What are the joints that can be viewed with an Arthroscope?
Although the inside of nearly all joints can be viewed with an arthroscope, six joints are most frequently examined with this instrument. These include the knee, shoulder, elbow, ankle, hip, and wrist. As engineers make advances in electronic technology and orthopaedic surgeons develop new techniques, other joints may be treated more frequently in the future.
What are the conditions that can be treated by arthroscopy?
Some problems associated with arthritis also can be treated. Several disorders are treated with a combination of arthroscopic and standard surgery.
Diseases and injuries can damage bones, cartilage, ligaments, muscles, and tendons. Some of the most frequent conditions found during arthroscopic examinations of joints are:
- Synovitis – inflamed lining (synovium) in knee, shoulder, elbow, wrist, or ankle.
- Acute and chronic Shoulder – rotator cuff tendon tears, impingement syndrome, meniscal (cartilage) tears, chondromalacia (wearing or injury of cartilage cushion), and anterior cruciate ligament tears with instability Wrist – carpal tunnel syndrome
- Loose bodies of bone and/or cartilage – knee, shoulder, elbow, ankle, or wrist.
What are the Possible Risks & Complications of Arthroscopy of the Knee Joint?

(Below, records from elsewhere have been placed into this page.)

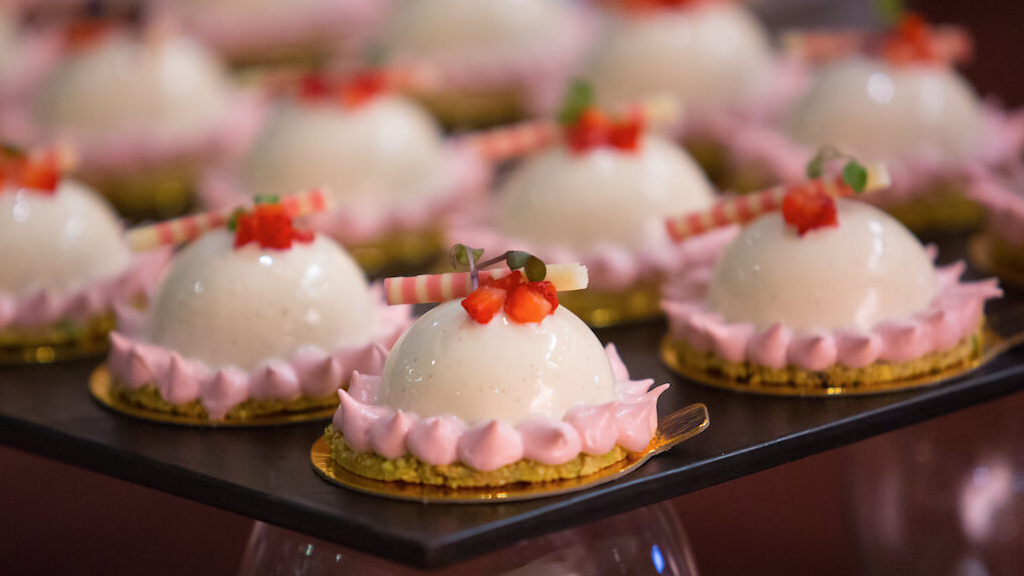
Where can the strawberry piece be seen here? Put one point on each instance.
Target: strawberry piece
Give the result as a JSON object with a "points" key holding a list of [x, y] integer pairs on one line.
{"points": [[531, 301], [590, 131], [484, 302], [808, 209]]}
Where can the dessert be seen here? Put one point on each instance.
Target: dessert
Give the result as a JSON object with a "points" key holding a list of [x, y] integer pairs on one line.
{"points": [[146, 109], [488, 62], [899, 99], [498, 387], [392, 177], [268, 31], [251, 323], [821, 297], [598, 196], [66, 266]]}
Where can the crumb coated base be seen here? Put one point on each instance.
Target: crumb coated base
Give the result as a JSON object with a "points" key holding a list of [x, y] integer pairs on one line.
{"points": [[399, 253], [148, 398], [466, 111], [606, 307], [59, 340], [411, 469], [943, 210], [880, 376]]}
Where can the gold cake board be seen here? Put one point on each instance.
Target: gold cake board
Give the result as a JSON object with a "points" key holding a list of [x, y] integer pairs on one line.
{"points": [[672, 429], [100, 386]]}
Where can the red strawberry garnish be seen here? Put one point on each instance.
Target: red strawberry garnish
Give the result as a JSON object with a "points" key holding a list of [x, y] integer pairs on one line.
{"points": [[530, 302], [484, 302], [270, 227], [523, 301], [808, 209]]}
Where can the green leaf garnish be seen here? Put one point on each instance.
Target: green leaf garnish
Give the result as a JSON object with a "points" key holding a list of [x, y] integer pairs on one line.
{"points": [[578, 98], [889, 11], [536, 271], [460, 255], [855, 175]]}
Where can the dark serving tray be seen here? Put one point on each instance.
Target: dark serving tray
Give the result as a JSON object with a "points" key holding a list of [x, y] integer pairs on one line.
{"points": [[265, 474]]}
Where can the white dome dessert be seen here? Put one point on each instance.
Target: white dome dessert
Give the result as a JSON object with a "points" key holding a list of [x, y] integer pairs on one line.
{"points": [[58, 242], [162, 87], [866, 270], [708, 56], [437, 29], [229, 306], [577, 201], [448, 363], [380, 155], [878, 111]]}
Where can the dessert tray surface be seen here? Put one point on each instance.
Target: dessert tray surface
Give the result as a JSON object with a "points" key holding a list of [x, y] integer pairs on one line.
{"points": [[265, 474]]}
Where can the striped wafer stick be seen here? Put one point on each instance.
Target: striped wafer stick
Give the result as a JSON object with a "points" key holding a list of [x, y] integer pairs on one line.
{"points": [[177, 231], [442, 287], [511, 141], [748, 207], [951, 43]]}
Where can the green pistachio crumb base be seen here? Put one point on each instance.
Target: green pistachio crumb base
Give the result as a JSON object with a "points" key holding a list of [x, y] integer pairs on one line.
{"points": [[411, 469], [877, 374], [64, 332], [148, 398]]}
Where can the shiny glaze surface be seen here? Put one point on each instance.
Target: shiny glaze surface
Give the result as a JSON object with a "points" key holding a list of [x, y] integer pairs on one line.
{"points": [[229, 306], [867, 270], [59, 242], [450, 364], [561, 198], [877, 112]]}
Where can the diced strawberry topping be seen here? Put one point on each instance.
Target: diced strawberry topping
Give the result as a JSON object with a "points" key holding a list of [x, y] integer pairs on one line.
{"points": [[484, 302], [530, 302], [270, 227], [595, 129], [523, 301], [910, 42], [38, 172], [807, 209]]}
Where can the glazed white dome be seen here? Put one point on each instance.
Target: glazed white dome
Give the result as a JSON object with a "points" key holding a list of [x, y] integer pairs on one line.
{"points": [[231, 306], [867, 270], [429, 29], [168, 87], [381, 155], [448, 363], [877, 111], [59, 242], [708, 56], [560, 198]]}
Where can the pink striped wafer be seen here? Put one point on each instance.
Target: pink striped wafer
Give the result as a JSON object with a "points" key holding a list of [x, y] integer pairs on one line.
{"points": [[177, 231], [442, 287], [748, 207]]}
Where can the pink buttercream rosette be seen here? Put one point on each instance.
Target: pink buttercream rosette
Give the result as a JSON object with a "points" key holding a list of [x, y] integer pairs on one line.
{"points": [[630, 421], [541, 70], [312, 372], [338, 26], [461, 186], [952, 315], [122, 291], [609, 265], [769, 147]]}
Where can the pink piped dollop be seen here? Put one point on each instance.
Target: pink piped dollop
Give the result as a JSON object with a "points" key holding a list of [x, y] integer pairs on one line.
{"points": [[952, 315], [137, 282], [630, 421], [311, 372], [609, 265], [464, 180], [338, 26]]}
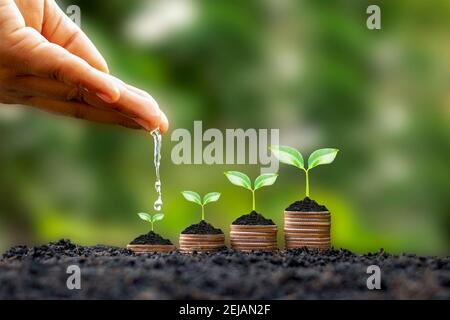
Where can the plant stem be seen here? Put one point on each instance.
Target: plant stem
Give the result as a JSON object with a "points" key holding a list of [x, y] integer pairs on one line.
{"points": [[253, 196], [307, 183]]}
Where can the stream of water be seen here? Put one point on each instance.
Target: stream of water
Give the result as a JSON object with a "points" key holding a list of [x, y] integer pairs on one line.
{"points": [[157, 138]]}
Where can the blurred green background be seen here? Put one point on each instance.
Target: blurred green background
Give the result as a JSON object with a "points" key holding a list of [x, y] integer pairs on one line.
{"points": [[310, 68]]}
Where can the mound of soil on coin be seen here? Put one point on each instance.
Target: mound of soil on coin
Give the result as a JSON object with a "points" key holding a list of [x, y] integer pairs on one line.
{"points": [[306, 205], [151, 238], [201, 228], [116, 273], [253, 219]]}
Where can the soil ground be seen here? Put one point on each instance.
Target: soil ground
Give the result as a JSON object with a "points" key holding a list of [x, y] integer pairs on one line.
{"points": [[116, 273]]}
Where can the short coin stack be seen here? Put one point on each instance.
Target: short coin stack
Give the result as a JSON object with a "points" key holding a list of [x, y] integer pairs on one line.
{"points": [[307, 229], [201, 242], [151, 248], [253, 237]]}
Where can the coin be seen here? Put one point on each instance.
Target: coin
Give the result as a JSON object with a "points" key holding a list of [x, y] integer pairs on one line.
{"points": [[145, 248]]}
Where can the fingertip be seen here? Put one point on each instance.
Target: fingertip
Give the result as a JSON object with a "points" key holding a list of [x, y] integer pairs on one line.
{"points": [[164, 123], [110, 92]]}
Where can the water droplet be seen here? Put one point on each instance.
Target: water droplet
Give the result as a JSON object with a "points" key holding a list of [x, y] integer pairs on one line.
{"points": [[157, 138]]}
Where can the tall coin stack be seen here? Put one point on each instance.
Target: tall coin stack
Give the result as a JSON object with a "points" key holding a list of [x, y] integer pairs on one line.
{"points": [[201, 242], [307, 229]]}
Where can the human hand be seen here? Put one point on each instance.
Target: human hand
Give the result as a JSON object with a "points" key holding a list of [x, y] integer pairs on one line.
{"points": [[46, 61]]}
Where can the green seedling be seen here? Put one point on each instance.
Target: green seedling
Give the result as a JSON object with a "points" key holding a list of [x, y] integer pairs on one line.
{"points": [[195, 197], [242, 180], [294, 158], [149, 218]]}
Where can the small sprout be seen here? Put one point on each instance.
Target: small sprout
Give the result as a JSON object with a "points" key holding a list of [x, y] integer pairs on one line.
{"points": [[149, 218], [242, 180], [294, 158], [195, 197]]}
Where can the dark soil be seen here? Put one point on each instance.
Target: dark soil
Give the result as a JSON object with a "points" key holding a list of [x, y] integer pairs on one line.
{"points": [[306, 205], [202, 227], [151, 238], [115, 273], [253, 219]]}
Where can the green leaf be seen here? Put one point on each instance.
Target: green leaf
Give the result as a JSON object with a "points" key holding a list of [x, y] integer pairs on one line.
{"points": [[266, 179], [289, 156], [211, 197], [145, 216], [192, 197], [239, 179], [157, 217], [322, 156]]}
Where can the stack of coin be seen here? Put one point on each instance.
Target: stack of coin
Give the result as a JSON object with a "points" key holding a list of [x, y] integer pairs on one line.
{"points": [[307, 229], [253, 237], [201, 242], [151, 248]]}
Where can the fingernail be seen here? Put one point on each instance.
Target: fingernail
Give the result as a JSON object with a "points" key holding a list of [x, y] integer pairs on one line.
{"points": [[144, 125], [105, 98], [112, 96], [164, 125]]}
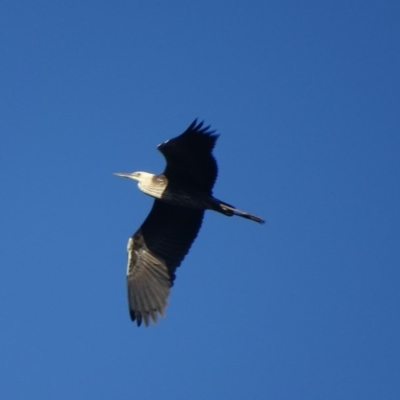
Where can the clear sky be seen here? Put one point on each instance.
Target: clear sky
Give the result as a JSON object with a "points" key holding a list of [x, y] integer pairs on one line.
{"points": [[306, 97]]}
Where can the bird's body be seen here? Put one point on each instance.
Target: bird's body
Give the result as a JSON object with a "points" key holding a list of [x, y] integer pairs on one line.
{"points": [[182, 194]]}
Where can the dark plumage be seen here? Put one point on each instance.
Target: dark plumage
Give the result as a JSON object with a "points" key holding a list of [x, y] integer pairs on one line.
{"points": [[182, 193]]}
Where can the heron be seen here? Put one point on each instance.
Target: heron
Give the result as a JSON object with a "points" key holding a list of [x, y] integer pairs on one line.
{"points": [[182, 193]]}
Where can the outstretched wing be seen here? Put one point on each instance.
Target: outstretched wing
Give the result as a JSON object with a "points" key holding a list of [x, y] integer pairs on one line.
{"points": [[154, 253], [190, 162]]}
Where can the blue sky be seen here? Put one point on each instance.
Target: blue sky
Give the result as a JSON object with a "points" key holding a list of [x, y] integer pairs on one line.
{"points": [[306, 98]]}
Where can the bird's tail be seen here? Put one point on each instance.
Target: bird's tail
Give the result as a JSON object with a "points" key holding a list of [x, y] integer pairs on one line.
{"points": [[229, 210]]}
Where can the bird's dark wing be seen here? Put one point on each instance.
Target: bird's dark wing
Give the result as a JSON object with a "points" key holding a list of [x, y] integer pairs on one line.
{"points": [[190, 162], [154, 253]]}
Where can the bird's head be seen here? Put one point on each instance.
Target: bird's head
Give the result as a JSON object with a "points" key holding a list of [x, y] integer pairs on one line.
{"points": [[140, 176]]}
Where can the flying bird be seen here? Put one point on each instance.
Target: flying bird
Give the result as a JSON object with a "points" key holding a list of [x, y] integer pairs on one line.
{"points": [[182, 193]]}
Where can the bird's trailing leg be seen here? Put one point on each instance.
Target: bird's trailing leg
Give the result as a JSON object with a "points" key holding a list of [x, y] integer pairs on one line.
{"points": [[229, 210]]}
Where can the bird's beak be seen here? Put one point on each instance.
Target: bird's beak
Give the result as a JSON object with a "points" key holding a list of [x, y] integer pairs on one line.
{"points": [[123, 174]]}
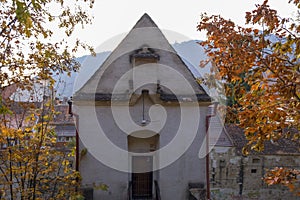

- General anesthetic risks are extremely rare. Occasionally patients have some discomfort in the throat as a result of the tube that supplies oxygen and other gasses. Please discuss with the anesthetist if you have any specific concerns.
Risks related to Arthroscopic knee surgery include:
- Post-operative bleeding
- Deep Vein Thrombosis (DVT)
- Numbness to part of the skin near the incisions
- Injury to vessels, nerves and a chronic pain syndrome
Progression of the disease process
The risks and complications of arthroscopic knee surgery are extremely small. One must however bear in mind that occasionally there is more damage in the knee than was initially thought and that may affect the recovery time. In addition if the cartilage in the knee is partly worn out then arthroscopic surgery has about a 65% chance of improving symptoms in the short to medium term but more definitive surgery may be required in the future. In general arthroscopic surgery does not improve knees that have well established Osteoarthritis.
What are the Advantages of Arthroscopy of the Knee Joint?
Although arthroscopic surgery has received a lot of public attention because it is used to treat well-known athletes, it is an extremely valuable tool for all orthopaedic patients and is generally easier on the patient than “open” surgery. Most patients have their arthroscopic surgery as outpatients and are home several hours after the surgery.
Recovery after Arthroscopy of the Knee Joint
The operative dressing can usually be removed 48hs after surgery but has to be kept clean and dry. Leave adhesive over incisions alone.
Although the puncture wounds are small and pain in the joint that underwent arthroscopy is minimal, it takes several weeks for the joint to maximally recover. A specific activity and rehabilitation program may be suggested to speed your recover and protect future joint function.
It is not unusual for patients to go back to work or school or resume daily activities within a few days. Athletes and others who are in good physical condition may in some cases return to athletic activities within a few weeks.
Remember, though, that people who have arthroscopy can have many different diagnoses and preexisting conditions, so each patient’s arthroscopic surgery is unique to that person. Recovery time will reflect that individuality.